FlightGear, is a flight simulation game. A flight simulation tasks the player with flying an aircraft, usually an airplane, as realistically as possible. Combat flight simulators are the most popular subgenre of simulation. The player controls the plane, not only simulating the act of flying, but also combat situations. There are also civilian flight simulators that do not have the combat aspect.

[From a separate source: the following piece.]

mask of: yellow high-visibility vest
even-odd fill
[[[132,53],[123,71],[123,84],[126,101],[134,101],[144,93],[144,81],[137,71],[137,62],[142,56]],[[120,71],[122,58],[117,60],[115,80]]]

Racing games typically place the player in the driver's seat of a high-performance vehicle and require the player to race against other drivers or sometimes just time. This genre of games is one of the staples of the computer gaming world and many of the earliest computer games created were part of this genre. Emerging in the late 1970s, this genre is still very popular today and continues to push the envelope in terms of graphics and performance. These games "tend to fall into organized racing and imaginary racing categories". Organized racing simulators attempt to "reproduce the experience of driving a racing car or motorcycle in an existing racing class: Indycar, NASCAR, Formula 1, and so on." On the other hand, imaginary racing games involve "imaginary situations, driving madly through cities or the countryside or even fantasy environments". These "imaginary" racing games are sometimes called arcade racing games, in contrast to their more realistic "racing simulation" counterparts. Rollings and Adams note that "racing games are often sold in the sports category," but "from a design standpoint, they really belong in ... vehicle simulations".

Space flight simulator games are a subgenre that involve piloting a spacecraft. Space simulators are different from other subgenres, and are not generally considered to be simulators, as their simulated objects do not always exist and often disregard the laws of physics. However, simulators of real spacecraft do exist: Orbiter is one example.